On Childhood and Irene

Today brought with it a wistful moment of nostalgia and a sense of home that I wasn’t expecting.  I’ve been tracking Irene in a oddly focused way since hearing she was going to come have a visit in the lovely hamlet of Watertown, MA thinking it would be a fun reprieve and a good excuse to stay in all day and watch tv or read.  I didn’t anticipate opening windows to smell home and have a sense that I was ten again and running through blueberry fields come crashing down on me.

If you know me, you know that I grew up in the middle of a 50 acre low bush wild blueberry field in rural Downeast Maine.  You know that I am passionate and obstinate about my blueberries and refuse to eat any other berry than those that hail from Maine.  
As a small child one of my favorite parts of the summer was the time when there were local high-schoolers trudging away in the fields trying to rake berries so they could replace their wardrobes for the school year.  I would lay a blanket out in the backyard of our big farmhouse and read in the sunshine while everyone else toiled away in the fields getting sunburnt and turning purple.  On those long whiling August days I would always lift my head and stop, staring over the rakers bent double and moving slowly down their rows.  I could smell the berries around me – the alcoholic slightly fermented berries, the leaf-litter of the warm ground below, the spice bugs that were inevitably stepped on, raked or just panicked and let off a puff of smell (something between nutmeg, clove and walnuts).  It was all there carried to me on the wind that blew over the crest of the hill we lived on.  It was always the same.  The smell was a constant for me that will always mean home.

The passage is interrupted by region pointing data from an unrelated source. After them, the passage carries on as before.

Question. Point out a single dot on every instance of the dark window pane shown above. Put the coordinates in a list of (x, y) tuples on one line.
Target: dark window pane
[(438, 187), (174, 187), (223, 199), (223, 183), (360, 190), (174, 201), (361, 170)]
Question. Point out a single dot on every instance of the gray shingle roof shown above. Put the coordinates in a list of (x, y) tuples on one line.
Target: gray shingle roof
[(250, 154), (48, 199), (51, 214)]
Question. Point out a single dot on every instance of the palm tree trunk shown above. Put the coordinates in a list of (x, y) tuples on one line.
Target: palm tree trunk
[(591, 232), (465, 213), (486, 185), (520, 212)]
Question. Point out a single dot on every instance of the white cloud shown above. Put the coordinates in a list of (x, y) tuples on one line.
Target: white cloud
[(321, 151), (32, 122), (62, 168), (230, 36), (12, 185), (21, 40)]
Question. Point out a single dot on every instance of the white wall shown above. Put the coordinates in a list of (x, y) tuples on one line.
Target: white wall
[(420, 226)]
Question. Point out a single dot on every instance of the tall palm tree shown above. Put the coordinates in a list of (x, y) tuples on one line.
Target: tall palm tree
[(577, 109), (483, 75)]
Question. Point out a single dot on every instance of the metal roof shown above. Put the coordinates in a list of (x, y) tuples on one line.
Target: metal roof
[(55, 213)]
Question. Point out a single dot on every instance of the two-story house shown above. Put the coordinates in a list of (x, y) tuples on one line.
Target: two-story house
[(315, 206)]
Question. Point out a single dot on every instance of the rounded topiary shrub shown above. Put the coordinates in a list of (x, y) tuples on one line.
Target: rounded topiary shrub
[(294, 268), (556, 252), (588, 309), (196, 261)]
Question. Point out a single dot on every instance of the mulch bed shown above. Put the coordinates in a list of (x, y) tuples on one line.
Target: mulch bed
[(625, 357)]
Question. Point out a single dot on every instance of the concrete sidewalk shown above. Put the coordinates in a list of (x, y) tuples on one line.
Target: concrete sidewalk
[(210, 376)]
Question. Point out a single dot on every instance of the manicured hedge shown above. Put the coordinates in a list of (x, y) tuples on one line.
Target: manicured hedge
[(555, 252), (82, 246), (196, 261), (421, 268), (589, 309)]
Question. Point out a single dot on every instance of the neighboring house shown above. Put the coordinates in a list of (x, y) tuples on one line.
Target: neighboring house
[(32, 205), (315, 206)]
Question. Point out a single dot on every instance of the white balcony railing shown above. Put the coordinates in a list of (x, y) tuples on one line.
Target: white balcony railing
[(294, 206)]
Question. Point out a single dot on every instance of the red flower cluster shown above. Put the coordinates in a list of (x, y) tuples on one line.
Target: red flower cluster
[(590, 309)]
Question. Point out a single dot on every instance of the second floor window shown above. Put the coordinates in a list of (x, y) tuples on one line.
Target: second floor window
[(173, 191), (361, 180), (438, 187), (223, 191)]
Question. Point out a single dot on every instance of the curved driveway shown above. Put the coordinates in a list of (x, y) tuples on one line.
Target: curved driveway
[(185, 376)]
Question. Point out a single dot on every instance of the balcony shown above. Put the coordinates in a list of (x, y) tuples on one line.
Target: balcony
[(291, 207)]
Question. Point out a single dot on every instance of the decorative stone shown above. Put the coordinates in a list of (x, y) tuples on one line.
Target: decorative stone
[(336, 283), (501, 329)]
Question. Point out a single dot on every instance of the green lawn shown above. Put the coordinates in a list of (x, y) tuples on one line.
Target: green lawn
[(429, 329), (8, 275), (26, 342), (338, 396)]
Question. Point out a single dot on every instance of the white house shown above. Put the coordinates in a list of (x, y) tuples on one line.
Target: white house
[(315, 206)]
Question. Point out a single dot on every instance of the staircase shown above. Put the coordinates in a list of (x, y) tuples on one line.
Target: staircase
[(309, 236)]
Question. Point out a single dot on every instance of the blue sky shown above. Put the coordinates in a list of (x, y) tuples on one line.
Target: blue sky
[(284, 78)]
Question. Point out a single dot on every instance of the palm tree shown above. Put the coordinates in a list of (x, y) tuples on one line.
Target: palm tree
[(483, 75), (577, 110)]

Photo via: boston.cbslocal.com
Imagine my surprise when I woke this morning and opened the window to listen to the rain when I could smell blueberry fields in Watertown.  I was home.  I was nostalgic for fresh berry pie and long hay fields that tickled my legs.  I wanted to be a kid again, home watching the blueberry rakers and reading a novel by Roald Dahl in the sunshine.  I felt like I’d been given a gift and a reminder to appreciate the small things. So this hurricane that has admittedly caused many stress and heartache has caused me an indescribable amount of joy.  Just for bringing me this spicy-sweet-earthy scent and reminding me of sunshine and the carefree-ness of childhood.